IOC droht mit Entzug des Olympia-Status
Die unmittelbare Folge dieser offiziellen Mitteilung: Kein Amerikaner darf mit dem Usbeken Geschäftsbeziehungen unterhalten. Das gilt unter anderem für die Banken. Etwaige Konten sind seitdem eingefroren. Wie weit das Ganze allerdings wirklich reicht, wurde wenig später klar. Als Rachimow von seinem Posten als Vize-Chef des internationalen Amateurboxverbandes zum Interimspräsidenten aufstieg. Er soll im November in Moskau beim AIBA-Kongress fest installiert werden.
Die heftigste Reaktion kam aus dem Exekutivkomitee des Internationalen Olympischen Komitees. Mitte der Woche drohte man da, Boxen wegen der Zustände im Verband im Fall einer Wahl von Rachimow den Status als olympischer Sportart zu entziehen.

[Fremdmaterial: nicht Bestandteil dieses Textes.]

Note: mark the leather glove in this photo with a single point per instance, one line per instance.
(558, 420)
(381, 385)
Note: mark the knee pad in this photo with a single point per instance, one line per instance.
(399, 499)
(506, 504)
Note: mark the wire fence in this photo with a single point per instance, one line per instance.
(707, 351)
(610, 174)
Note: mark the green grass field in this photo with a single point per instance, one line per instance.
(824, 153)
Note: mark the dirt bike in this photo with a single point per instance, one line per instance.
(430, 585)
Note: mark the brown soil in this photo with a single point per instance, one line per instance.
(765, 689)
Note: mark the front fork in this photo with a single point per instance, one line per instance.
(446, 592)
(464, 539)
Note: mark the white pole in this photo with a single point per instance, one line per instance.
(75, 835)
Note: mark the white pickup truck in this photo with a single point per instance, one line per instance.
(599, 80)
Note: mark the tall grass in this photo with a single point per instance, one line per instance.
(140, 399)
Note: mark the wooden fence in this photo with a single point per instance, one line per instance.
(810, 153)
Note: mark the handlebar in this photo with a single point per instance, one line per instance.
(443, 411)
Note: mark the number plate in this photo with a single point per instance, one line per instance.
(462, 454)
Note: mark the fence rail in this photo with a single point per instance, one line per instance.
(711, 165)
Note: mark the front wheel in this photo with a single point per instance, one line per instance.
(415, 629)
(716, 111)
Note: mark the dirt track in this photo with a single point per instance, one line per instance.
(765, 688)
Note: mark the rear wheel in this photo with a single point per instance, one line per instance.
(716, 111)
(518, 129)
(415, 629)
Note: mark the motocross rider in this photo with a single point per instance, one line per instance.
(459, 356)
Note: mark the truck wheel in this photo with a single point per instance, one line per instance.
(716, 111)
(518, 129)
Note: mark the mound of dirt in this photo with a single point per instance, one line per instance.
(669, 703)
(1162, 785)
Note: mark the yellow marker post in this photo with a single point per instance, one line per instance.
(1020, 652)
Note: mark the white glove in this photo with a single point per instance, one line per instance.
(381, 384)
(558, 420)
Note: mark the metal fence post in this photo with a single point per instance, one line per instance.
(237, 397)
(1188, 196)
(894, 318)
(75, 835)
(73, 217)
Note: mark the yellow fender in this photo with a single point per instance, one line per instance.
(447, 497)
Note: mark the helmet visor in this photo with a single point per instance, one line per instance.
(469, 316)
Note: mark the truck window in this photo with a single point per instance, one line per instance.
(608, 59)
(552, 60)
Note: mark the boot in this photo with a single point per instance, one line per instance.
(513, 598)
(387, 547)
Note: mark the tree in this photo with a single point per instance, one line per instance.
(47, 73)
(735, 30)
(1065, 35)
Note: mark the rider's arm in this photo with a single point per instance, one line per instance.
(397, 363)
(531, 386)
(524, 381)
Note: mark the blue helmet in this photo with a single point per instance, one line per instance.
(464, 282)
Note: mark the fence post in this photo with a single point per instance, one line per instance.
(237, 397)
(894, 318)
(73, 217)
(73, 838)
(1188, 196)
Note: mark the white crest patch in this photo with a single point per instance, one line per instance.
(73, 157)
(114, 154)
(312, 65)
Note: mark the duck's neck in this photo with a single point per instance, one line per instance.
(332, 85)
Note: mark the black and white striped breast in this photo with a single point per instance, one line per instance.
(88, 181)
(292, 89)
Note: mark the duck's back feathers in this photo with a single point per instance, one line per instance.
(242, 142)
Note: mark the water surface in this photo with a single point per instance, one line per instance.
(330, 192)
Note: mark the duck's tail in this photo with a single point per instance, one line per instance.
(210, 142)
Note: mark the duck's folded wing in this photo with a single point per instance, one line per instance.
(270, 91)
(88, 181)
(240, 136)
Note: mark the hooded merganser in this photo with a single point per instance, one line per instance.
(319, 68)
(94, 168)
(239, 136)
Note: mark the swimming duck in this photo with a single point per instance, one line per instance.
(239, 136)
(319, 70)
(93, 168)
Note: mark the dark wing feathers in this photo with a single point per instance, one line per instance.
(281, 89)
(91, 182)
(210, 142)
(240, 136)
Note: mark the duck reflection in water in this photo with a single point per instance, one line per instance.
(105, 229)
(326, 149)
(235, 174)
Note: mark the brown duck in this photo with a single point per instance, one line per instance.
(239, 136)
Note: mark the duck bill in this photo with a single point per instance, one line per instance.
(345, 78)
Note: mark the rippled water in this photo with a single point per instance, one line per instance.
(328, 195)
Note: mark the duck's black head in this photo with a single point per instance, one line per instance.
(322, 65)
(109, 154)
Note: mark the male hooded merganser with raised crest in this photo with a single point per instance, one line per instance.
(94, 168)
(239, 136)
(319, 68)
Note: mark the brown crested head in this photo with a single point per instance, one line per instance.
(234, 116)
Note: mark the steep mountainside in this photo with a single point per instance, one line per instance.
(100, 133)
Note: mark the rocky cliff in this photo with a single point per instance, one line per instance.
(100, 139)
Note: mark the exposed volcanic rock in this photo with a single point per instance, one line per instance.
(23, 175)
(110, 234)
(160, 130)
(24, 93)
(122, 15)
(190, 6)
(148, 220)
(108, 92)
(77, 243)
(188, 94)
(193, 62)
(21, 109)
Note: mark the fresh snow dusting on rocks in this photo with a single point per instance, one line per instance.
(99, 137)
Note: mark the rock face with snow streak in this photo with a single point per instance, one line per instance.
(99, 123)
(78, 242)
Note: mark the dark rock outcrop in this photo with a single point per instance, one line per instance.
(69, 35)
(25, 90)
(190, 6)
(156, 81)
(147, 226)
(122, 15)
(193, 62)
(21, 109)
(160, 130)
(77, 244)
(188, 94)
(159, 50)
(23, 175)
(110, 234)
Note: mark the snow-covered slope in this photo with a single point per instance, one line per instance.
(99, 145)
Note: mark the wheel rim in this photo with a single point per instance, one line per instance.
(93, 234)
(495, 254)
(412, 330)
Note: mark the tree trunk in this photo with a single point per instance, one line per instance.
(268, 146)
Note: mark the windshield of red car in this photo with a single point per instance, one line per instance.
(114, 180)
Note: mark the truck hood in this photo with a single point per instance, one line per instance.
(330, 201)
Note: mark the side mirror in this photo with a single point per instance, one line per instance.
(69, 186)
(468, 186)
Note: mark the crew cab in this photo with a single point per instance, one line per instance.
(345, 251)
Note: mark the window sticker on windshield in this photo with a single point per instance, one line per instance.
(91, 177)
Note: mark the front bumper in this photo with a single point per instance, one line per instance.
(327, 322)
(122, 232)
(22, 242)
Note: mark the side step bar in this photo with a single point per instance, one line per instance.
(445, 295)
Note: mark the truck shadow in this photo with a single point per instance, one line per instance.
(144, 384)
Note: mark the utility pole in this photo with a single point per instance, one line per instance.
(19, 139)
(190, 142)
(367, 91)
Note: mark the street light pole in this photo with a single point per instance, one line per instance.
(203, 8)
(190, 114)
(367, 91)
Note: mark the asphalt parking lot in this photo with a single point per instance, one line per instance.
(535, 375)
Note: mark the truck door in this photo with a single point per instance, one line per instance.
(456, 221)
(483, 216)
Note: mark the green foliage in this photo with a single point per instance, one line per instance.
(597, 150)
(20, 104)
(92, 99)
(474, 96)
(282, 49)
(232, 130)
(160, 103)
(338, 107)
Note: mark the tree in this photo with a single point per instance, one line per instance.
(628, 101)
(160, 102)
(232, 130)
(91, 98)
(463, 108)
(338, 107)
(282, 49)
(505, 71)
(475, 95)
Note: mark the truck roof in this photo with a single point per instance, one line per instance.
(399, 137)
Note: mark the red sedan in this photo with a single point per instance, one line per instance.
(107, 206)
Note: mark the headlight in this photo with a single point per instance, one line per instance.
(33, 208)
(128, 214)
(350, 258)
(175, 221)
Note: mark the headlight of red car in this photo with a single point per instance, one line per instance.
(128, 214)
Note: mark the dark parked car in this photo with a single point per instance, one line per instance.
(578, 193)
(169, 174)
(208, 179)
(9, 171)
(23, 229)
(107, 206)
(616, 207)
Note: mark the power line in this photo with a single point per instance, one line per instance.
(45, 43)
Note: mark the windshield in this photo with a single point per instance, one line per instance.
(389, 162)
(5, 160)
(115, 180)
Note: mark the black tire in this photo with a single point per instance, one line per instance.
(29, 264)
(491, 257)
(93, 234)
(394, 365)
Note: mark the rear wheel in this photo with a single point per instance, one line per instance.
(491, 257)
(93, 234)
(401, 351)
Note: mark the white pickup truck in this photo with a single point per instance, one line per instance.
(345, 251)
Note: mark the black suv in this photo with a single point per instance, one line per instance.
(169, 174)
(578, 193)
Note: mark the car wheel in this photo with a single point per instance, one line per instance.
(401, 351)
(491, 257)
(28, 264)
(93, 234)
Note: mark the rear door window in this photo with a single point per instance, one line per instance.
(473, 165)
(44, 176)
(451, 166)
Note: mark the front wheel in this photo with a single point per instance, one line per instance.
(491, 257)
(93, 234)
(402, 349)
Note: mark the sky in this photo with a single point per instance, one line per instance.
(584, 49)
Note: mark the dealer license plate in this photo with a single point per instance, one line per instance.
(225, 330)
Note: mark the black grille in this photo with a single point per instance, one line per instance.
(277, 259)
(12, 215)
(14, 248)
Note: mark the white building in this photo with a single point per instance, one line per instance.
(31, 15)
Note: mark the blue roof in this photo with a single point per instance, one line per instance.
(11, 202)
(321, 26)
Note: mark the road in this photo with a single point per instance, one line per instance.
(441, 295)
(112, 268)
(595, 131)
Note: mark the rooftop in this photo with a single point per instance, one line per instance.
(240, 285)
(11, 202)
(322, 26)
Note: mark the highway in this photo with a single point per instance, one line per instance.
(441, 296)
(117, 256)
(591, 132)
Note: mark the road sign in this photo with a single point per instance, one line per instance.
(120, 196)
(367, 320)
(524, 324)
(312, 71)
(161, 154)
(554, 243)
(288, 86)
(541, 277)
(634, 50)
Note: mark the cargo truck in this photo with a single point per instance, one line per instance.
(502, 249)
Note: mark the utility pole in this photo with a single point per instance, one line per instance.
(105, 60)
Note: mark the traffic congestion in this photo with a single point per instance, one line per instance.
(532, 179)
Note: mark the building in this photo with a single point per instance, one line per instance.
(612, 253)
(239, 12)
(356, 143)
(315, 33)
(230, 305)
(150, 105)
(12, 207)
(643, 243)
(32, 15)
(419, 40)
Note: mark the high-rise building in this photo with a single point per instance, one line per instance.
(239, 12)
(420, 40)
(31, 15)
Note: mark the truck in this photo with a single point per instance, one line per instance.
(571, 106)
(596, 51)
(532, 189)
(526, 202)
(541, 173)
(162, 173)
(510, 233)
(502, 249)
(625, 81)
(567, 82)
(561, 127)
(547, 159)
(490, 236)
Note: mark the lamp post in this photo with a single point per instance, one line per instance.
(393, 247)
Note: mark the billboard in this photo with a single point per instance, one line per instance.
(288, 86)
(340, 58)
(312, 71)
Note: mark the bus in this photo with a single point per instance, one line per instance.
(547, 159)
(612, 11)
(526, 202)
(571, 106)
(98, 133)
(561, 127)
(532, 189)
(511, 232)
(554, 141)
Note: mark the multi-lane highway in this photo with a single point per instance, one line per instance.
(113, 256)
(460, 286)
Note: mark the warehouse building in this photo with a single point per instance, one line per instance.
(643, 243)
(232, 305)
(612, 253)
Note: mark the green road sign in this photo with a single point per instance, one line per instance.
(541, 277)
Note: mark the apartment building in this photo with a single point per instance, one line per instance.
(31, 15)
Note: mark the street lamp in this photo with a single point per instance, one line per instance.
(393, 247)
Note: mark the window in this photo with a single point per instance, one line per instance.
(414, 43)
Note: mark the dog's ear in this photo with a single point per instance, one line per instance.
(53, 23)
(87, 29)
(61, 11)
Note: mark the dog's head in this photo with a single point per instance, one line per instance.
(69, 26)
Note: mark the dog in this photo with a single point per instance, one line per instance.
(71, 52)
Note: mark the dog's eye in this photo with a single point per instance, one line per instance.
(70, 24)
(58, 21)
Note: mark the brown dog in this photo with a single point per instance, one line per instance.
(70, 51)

Rachimow bestreitet die Vorwürfe
Dabei schien die Personalie Rachimow bislang kein Problem zu sein. Obwohl der bereits im Jahr 2000 von australischen Behörden die Einreise zu den Olympischen Spielen in Sydney verweigert bekam, nachdem in den Medien erstmals Quellen zitiert wurden, die den in Dubai lebenden Usbeken als führende Figur im organisierten Verbrechen seines Heimatlandes bezeichneten. Der kam trotzdem über die Hintertreppen des asiatischen Boxverbandes Schritt für Schritt nach oben.
Rachimow selbst bestreitet die Vorwürfe. "Ich bin sehr zuversichtlich, dass sich alles in den nächsten drei bis sechs Monaten aufklären wird", sagte er jetzt der Nachrichtenagentur AFP.
Das IOC hat lange gebraucht, um sich mit den Interna des hoch verschuldeten Amateur-Verbandes AIBA zu beschäftigen. Seit Jahrzehnten – insbesondere bei Olympischen Turnieren – sind Korruption, Betrug und verschobene Kämpfe an der Tagesordnung, bilanziert Box-Experte Bertram Job:
"Schon vor 70 Jahren beim olympischen Boxturnier in London sind damals von den 85 Offiziellen 66 vorzeitig nach Hause geschickt worden."
Unendliche Geschichte von Korruption und Betrug
Der Journalist Job, einer der besten Kenner des Boxsports und Autor mehrerer Bücher zum Thema, hat sich immer wieder mit der unendlichen Geschichte beschäftigt.
"In Mexico City ist jeder zweite Kampf- oder Punktrichter nach Hause geschickt worden. In Montreal sind über 80 afrikanische Boxer vorzeitig abgereist, weil sie das Gefühl hatten, dass sie gar nicht gewinnen können."
Weshalb das, was 1988 im Finalkampf im Leichtmittelgewicht in Seoul passierte, niemanden mehr wirklich überraschte: Der Amerikaner Roy Jones jr. landete viermal so viele Treffer wie sein südkoreanischer Gegner Park Si-hun, der insgesamt zweimal vom Ringrichter angezählt wurde. Trotzdem wurde Park Goldmedaillengewinner.
Konsequenzen? Keine.
"Es hat wenig bis gar keine unabhängigen Untersuchungen gegeben. Der Verband hat immer wieder darauf gepocht, dass er die Hoheit hat und hat nicht wirklich aufgeräumt."
Zweiter Kandidat könnte Ausweg sein
Eine Haltung, die sich in den Personalentscheidungen an der Spitze niederschlug, sagt Bertram Job. So wurden immer wieder gut vernetzte Funktionäre nach oben gelobt, die versprachen, den defizitären Laden in Schwung zu bringen.
"Man hat immer gedacht, man hat dann einen starken Mann, einen Pseudo-Charismatiker, der Geld locker machen kann oder selber welches besitzt. Und dann hat man irgendwann im Laufe der Zeit entdeckt, dass der vermeintliche Retter selber den Verband wieder heruntergezogen hat. Am deutlichsten ausgeprägt bei Wu Ching-Kuo aus Taiwan, der nach unterschiedlichen Schätzungen 24 bis 30 Millionen Dollar Schulden angehäuft hat. Ohne die leiseste Ahnung, wie man da vielleicht wieder herauskommen könnte "
Nun haben die Verbandsgremien nach guter alter Tradition dafür gesorgt, dass kein anderer Kandidat für das Präsidentenamt zugelassen wurde. Dabei könnte dies der Ausweg aus der Zwickmühle sein. Auch Rachimow hofft nach eigener Aussage inzwischen, dass sein Name im November nicht als einziger auf dem Stimmzettel steht.